¿Qué son las fobias?

Las fobias pueden definirse como una aversión que se caracteriza por ser obsesiva hacia algo, alguien o hacia alguna situación en particular. También se conceptúan como un temor irracional que se caracteriza por ser compulsivo. Las fobias se describen como miedos provocados por situaciones en particular que pueden llegar a afectar la capacidad de adaptación de una persona o incluso la pueden llevar a evitar por completo la situación que les provoca el miedo. Aunque generalmente las situaciones en particular no son peligrosas ni representan una fuente de miedo, la persona que sufre de la fobia puede llegar a sentir una gran y profunda ansiedad.

Existen diferentes tipos de fobias, que se pueden clasificar en diferentes categorías:

Las fobias sociales, que engloban el miedo y la tendencia a evitar situaciones sociales ya sea por una timidez extrema o por el miedo intenso de sentirse avergonzado en público. Esta fobia afecta tanto a hombres como a mujeres y generalmente aparece en la infancia o durante la adolescencia, en ocasiones es acompañada por trastornos de ansiedad, o de depresión.

La agorafobia es el miedo a asistir a lugares públicos, destaca un profundo miedo a los espacios abiertos así como a las multitudes. Esta fobia afecta principalmente a las mujeres, generalmente al iniciar su vida adulta.

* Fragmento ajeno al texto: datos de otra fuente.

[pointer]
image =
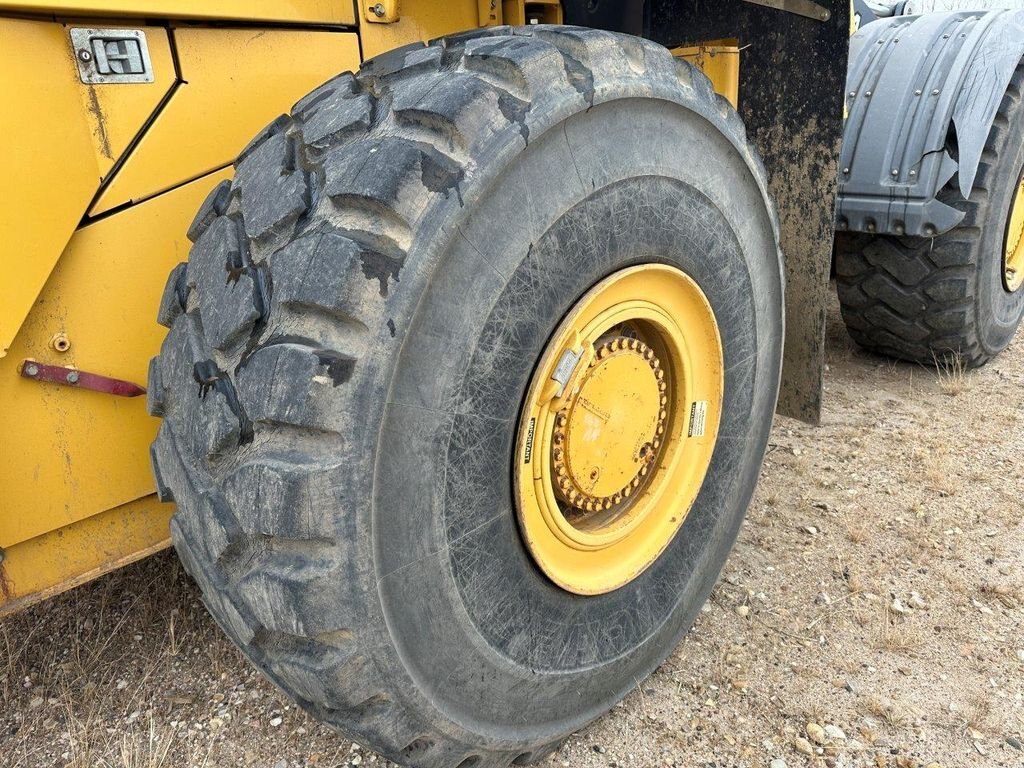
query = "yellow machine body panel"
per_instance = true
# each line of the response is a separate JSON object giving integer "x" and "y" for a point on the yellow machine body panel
{"x": 49, "y": 182}
{"x": 101, "y": 193}
{"x": 233, "y": 83}
{"x": 67, "y": 557}
{"x": 299, "y": 11}
{"x": 117, "y": 114}
{"x": 72, "y": 453}
{"x": 99, "y": 197}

Las fobias específicas o aisladas, incluyen diferentes reacciones de miedo intenso, entre las que se incluyen el miedo a los animales (como aracnofobia o la ofidiofobia), el temor a ciertos elementos naturales como el agua (hidrofobia) o a las alturas (acrofobia), o el miedo que surge a partir de ciertas situaciones como es el caso del miedo intenso a los espacios cerrados (claustrofobia).

Las causas que llevan a la aparición de una fobia son diferentes para cada persona, a veces la fobia se encuentra entre los miembros de la familia por lo que se puede hablar de una herencia genética. Otras personas nacen con una predisposición a la ansiedad por lo que son portadoras de una tendencia hacia fobias particulares.

La profunda ansiedad que experimenta una persona que se encuentra aquejada por alguno de los tipos de fobias, puede manifestarse en síntomas no sólo físicos sino también mentales. En el aspecto mental destaca una anticipación a la situación en particular, o bien el deseo de evitar dicha situación, la preocupación es tal que pueden presentarse trastornos en el sueño y sentirse cansado e irritable. Por su parte, en el aspecto físico puede presentarse una gran sudoración, dificultad para respirar, una aceleración en los latidos del corazón, mareos y desmayos.